Tirrenia e il futuro del litorale pisano tornano al centro del dibattito dopo l’ordinanza adottata dal sindaco Michele Conti. Da una parte la necessità di tutelare il riposo dei residenti, la sicurezza e il rispetto delle regole; dall’altra le preoccupazioni degli operatori economici e il rischio di un litorale sempre più difficile da vivere e da animare. Da qui la riflessione sulla necessità di trovare un equilibrio tra vivibilità, turismo, impresa e intrattenimento, guardando soprattutto al futuro di Tirrenia, Marina di Pisa e Calambrone, sul fatto interviene Elena Meini (Lega).
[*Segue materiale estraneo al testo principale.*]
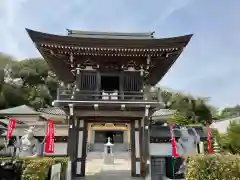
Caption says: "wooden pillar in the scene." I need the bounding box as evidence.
[67,104,75,157]
[127,124,131,149]
[130,120,141,177]
[144,105,151,178]
[67,104,79,177]
[75,119,88,177]
[87,123,92,144]
[130,120,135,177]
[140,117,145,177]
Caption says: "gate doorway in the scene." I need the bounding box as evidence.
[73,119,142,179]
[85,121,132,179]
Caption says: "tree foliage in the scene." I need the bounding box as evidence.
[159,89,213,125]
[168,111,189,126]
[218,121,240,154]
[0,53,59,110]
[220,105,240,118]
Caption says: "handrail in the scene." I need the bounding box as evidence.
[58,89,158,101]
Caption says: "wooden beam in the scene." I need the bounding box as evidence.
[75,110,145,117]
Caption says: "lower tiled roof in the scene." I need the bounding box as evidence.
[39,107,67,116]
[150,124,207,139]
[151,109,176,117]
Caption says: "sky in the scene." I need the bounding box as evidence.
[0,0,239,108]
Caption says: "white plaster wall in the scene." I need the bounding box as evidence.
[150,143,172,156]
[123,131,128,143]
[77,131,83,158]
[44,143,67,155]
[135,131,140,158]
[11,116,39,123]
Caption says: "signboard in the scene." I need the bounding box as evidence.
[7,119,16,141]
[51,163,61,180]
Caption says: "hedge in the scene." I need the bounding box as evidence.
[0,156,69,180]
[186,154,240,180]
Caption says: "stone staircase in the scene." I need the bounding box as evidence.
[86,151,130,160]
[89,143,129,152]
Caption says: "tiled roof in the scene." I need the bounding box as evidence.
[151,109,176,117]
[0,105,39,115]
[150,125,207,140]
[0,120,7,135]
[39,107,67,116]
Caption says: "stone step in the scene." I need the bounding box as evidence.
[86,152,130,160]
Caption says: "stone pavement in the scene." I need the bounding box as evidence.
[73,152,184,180]
[75,152,143,180]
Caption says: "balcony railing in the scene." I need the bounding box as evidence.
[57,88,159,102]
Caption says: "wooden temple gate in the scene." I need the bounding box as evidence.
[26,28,192,178]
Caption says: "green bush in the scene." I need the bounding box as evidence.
[186,154,240,180]
[0,156,69,180]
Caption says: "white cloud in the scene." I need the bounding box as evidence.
[0,0,30,59]
[0,0,28,27]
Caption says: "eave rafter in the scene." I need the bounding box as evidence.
[37,44,182,76]
[38,43,181,57]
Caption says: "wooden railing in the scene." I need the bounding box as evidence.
[57,88,159,102]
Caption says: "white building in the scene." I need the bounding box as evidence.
[210,116,240,134]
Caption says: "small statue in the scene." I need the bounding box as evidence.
[174,127,200,175]
[15,126,39,157]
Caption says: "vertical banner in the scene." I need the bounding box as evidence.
[45,120,55,153]
[206,120,213,154]
[8,119,16,141]
[170,124,179,158]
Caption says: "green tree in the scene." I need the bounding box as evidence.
[157,88,213,125]
[218,121,240,154]
[221,105,240,118]
[0,55,60,110]
[0,53,16,67]
[0,53,17,109]
[168,111,189,126]
[194,98,212,124]
[11,58,49,87]
[160,90,173,108]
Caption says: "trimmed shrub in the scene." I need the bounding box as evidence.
[186,154,240,180]
[0,156,69,180]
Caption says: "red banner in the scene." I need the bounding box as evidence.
[45,120,55,153]
[170,124,179,158]
[8,119,16,141]
[206,120,213,154]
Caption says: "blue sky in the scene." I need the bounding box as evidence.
[0,0,239,108]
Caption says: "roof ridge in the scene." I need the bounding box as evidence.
[67,29,155,37]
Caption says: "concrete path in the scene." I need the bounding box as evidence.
[73,152,183,180]
[76,152,142,180]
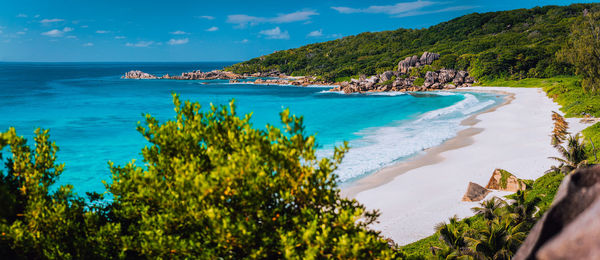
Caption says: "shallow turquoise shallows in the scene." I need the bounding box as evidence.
[0,62,504,194]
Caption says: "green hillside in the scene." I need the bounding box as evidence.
[227,3,597,82]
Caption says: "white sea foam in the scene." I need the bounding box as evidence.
[364,91,408,96]
[318,90,344,94]
[417,94,479,121]
[324,93,500,182]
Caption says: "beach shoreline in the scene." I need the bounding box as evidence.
[342,88,515,198]
[342,86,593,245]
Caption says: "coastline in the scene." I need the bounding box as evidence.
[343,86,593,245]
[342,88,514,198]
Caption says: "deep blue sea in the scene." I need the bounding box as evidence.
[0,62,504,194]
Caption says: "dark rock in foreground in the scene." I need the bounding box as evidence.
[515,165,600,260]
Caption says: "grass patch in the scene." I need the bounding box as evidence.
[582,122,600,163]
[478,76,578,88]
[334,75,359,82]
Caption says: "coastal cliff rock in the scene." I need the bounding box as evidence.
[462,182,491,202]
[485,169,528,192]
[122,70,158,79]
[515,165,600,260]
[398,52,440,73]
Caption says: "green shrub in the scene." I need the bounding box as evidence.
[0,95,398,259]
[413,78,425,86]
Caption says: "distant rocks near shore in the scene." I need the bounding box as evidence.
[230,76,331,86]
[122,70,245,80]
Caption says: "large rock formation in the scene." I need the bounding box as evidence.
[398,52,440,73]
[462,182,491,202]
[331,68,473,94]
[122,70,245,80]
[122,70,158,79]
[515,165,600,260]
[485,169,528,192]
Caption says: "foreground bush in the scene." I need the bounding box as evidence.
[0,95,396,258]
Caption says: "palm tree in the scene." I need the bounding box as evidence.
[435,216,473,257]
[467,218,526,260]
[506,190,541,225]
[548,133,588,175]
[471,197,506,221]
[551,111,569,146]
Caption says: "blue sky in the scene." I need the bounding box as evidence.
[0,0,595,62]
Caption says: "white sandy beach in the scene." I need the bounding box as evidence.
[346,86,592,245]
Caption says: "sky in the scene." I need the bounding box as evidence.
[0,0,596,62]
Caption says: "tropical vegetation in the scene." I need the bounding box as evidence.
[0,95,398,259]
[227,3,599,82]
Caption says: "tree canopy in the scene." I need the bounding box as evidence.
[0,95,397,259]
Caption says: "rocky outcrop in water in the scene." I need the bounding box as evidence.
[122,70,158,79]
[515,165,600,260]
[166,70,245,80]
[122,70,245,80]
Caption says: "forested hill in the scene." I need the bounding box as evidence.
[226,3,598,82]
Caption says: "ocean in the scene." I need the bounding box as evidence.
[0,62,504,194]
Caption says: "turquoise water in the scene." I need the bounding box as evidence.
[0,62,504,194]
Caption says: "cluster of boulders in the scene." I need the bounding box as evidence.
[122,70,245,80]
[168,70,245,80]
[229,76,331,87]
[122,70,158,79]
[424,69,474,89]
[331,69,474,94]
[332,52,475,94]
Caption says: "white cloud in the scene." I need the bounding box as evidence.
[126,41,154,47]
[16,31,26,35]
[227,15,264,27]
[170,30,188,35]
[34,14,40,18]
[96,30,110,34]
[83,42,93,46]
[227,10,318,27]
[40,18,64,24]
[66,35,77,39]
[115,36,126,39]
[41,27,73,37]
[331,1,475,17]
[80,25,89,28]
[17,14,27,18]
[198,15,215,20]
[206,26,219,32]
[259,27,289,40]
[307,29,323,37]
[271,10,318,23]
[238,39,249,44]
[167,38,189,45]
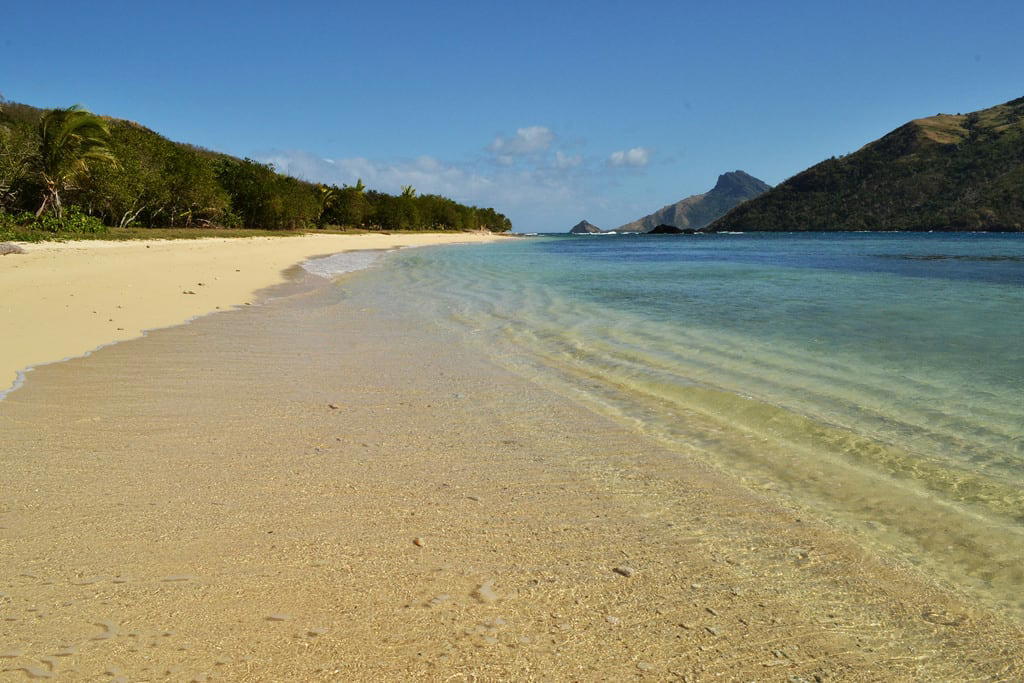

La riflessione giunge da Elena Meini che attraverso un comunicato stampa riporta: «Comprendo – scrive Meini (Lega) – le ragioni che hanno portato il Sindaco Michele Conti ad adottare l’ordinanza per il litorale e ritengo doveroso tutelare il diritto al riposo dei residenti, così come intervenire con decisione nei confronti di comportamenti incivili, schiamazzi e situazioni che possono creare problemi di sicurezza.»
«Credo però che sia necessario fare una riflessione più ampia sul futuro di Tirrenia e dell’intera costa pisana che non siano sufficienti ordinanze o chiusure temporanee di locali. Questa estate abbiamo assistito alla chiusura di diversi locali e a crescenti difficoltà per tanti imprenditori che continuano a investire, creare occupazione e offrire occasioni di svago.»
«Dobbiamo evitare – riporta Meini – che, provvedimento dopo provvedimento, passi il messaggio di un litorale nel quale organizzare eventi e fare impresa diventa sempre più complicato anzi quasi impossibile. La questione non può essere ridotta a una contrapposizione tra residenti e attività. Entrambi hanno diritti ed esigenze che devono essere tutelati e spetta alla politica trovare il giusto equilibrio. Anche perché una parte dei problemi segnalati durante le ore notturne non nasce necessariamente all’interno degli stabilimenti.»
«Chi acquista alcolici – aggiunge Irene Meini – nei supermercati o altrove e successivamente provoca schiamazzi, abbandona bottiglie o tiene comportamenti incivili continuerà potenzialmente a farlo indipendentemente dagli orari di somministrazione imposti alle attività. Per questo penso che la strada principale debba essere quella dei controlli mirati e del presidio del territorio, intervenendo con fermezza nei confronti di chi non rispetta le regole senza far ricadere indistintamente sugli operatori economici le conseguenze dei comportamenti altrui.»
«Peraltro, sul fronte dell’intrattenimento musicale, molti stabilimenti già rispettano orari sostanzialmente compatibili con quelli indicati dall’ordinanza. Il punto, quindi, è soprattutto quale modello di litorale vogliamo costruire nei prossimi anni. Tirrenia, Marina di Pisa e Calambrone hanno enormi potenzialità turistiche e dobbiamo lavorare affinché siano luoghi capaci di attrarre famiglie, giovani e visitatori, offrendo contemporaneamente tranquillità, sicurezza, eventi e occasioni di divertimento.»
«Ci sono realtà turistiche, a partire dalla Riviera Romagnola, che nel tempo hanno saputo costruire un sistema capace di far convivere attività economiche, intrattenimento e vivibilità. Non significa importare automaticamente quel modello, ma prendere esempio dalla capacità di programmare e considerare il divertimento e l’offerta serale come parte integrante dell’economia turistica. Il rischio – conclude Elena Meini (Lega) – che dobbiamo evitare è quello di avere un litorale sempre più spento, con meno attività, meno giovani e meno occasioni di socialità.